Alemania es un tema importante en este contexto. La idea de que se puede amarrar el país unificado gracias a la unión europea -idea defendida dentro y fuera de Alemania- ha sido siempre absurda. Si Alemania constituye un peligro para el resto, ningún tratado europeo podrá evitarlo. Si uno no quiere que Alemania se convierta en un peligro, son más importantes los intereses reales de las partes implicadas que ensayar e inventar trucos.

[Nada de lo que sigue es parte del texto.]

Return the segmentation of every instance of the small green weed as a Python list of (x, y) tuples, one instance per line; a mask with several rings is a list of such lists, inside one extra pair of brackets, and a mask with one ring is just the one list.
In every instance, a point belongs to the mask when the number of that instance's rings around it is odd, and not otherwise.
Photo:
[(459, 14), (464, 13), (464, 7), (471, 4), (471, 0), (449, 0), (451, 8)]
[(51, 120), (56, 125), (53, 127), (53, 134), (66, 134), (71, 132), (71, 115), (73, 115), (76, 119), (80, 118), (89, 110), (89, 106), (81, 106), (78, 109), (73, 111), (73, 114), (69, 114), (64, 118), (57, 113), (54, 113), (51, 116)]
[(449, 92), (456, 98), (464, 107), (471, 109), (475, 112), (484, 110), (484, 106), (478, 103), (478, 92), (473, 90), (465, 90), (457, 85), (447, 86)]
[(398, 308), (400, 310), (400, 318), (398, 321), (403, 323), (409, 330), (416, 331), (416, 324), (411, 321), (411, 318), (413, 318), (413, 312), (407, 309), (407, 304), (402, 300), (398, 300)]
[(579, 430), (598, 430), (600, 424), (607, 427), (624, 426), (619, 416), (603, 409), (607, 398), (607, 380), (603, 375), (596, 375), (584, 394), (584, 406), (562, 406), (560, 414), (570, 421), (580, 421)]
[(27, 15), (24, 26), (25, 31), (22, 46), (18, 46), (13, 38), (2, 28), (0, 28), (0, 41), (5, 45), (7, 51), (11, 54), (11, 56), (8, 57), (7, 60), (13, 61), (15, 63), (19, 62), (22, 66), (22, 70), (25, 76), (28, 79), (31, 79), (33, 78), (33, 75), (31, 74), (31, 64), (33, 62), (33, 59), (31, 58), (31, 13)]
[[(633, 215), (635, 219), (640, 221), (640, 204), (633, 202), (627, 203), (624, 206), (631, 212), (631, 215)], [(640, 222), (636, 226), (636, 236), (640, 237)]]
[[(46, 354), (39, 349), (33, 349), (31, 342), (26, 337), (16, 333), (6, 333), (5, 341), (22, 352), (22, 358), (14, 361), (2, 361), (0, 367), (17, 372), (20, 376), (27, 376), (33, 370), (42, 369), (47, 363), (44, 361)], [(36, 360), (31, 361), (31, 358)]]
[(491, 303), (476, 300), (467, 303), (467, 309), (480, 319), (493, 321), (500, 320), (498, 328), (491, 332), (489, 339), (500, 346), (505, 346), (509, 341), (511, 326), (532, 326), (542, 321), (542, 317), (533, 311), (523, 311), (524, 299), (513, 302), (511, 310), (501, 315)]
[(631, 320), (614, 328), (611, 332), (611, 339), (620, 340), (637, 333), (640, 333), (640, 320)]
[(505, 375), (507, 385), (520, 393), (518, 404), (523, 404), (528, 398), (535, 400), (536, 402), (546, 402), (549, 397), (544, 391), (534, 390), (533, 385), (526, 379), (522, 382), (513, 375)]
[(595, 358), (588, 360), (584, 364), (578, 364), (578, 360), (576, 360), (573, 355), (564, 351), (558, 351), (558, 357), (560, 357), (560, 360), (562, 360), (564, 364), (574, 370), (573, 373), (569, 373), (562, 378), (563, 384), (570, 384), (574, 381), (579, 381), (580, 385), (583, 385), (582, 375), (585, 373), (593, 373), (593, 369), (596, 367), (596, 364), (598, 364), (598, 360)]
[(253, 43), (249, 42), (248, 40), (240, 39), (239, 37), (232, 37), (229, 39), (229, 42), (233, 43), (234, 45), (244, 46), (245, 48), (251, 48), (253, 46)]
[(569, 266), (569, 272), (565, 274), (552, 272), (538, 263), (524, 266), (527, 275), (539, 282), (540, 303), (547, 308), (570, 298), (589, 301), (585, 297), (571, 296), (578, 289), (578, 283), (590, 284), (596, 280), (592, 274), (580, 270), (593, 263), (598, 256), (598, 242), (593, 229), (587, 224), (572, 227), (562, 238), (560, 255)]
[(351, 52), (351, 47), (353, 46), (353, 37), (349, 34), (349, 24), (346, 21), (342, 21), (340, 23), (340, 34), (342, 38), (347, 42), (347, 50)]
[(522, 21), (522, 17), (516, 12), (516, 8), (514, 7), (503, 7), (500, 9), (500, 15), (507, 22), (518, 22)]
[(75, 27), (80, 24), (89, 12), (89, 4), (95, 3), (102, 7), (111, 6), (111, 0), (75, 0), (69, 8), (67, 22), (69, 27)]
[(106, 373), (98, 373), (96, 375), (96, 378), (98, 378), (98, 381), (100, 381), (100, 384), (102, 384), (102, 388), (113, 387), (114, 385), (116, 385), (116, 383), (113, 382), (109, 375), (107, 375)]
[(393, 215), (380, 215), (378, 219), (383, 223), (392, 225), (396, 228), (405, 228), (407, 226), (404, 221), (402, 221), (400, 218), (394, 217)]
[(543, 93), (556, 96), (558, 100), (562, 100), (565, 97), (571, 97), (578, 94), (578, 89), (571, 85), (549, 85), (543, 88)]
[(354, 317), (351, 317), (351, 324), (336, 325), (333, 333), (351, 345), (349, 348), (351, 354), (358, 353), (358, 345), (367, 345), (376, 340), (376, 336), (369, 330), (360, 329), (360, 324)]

Es el momento de un nuevo comienzo. ¿Se acuerdan de Altiero Spinelli? Yo sí. Exigió una asamblea constitucional cuando esto le resultaba absurdo a muchos. ¿Es concebible que el Parlamento Europeo reúna el coraje suficiente para establecerse como organismo que considere las políticas e instituciones futuras de una verdadera Unión Europea? Probablemente no, pero esa labor hay que llevarla a cabo. De otro modo, Europa se convertirá primero en una cuestión desgraciada y divisoria; después, en fuente de nuevos conflictos, y finalmente, en algo irrelevante, con cada vez menos estamentos que ocupen su lugar. Si no deseamos que vuelvan las guerras civiles europeas, más vale que nos pongamos a trabajar en las bases esenciales de cooperación y dejemos de confundir a Maastricht -y Bruselas- con ellas.

Ralf Dabrendorf es decano del Saint Antony's College de Oxford, Reino Unido.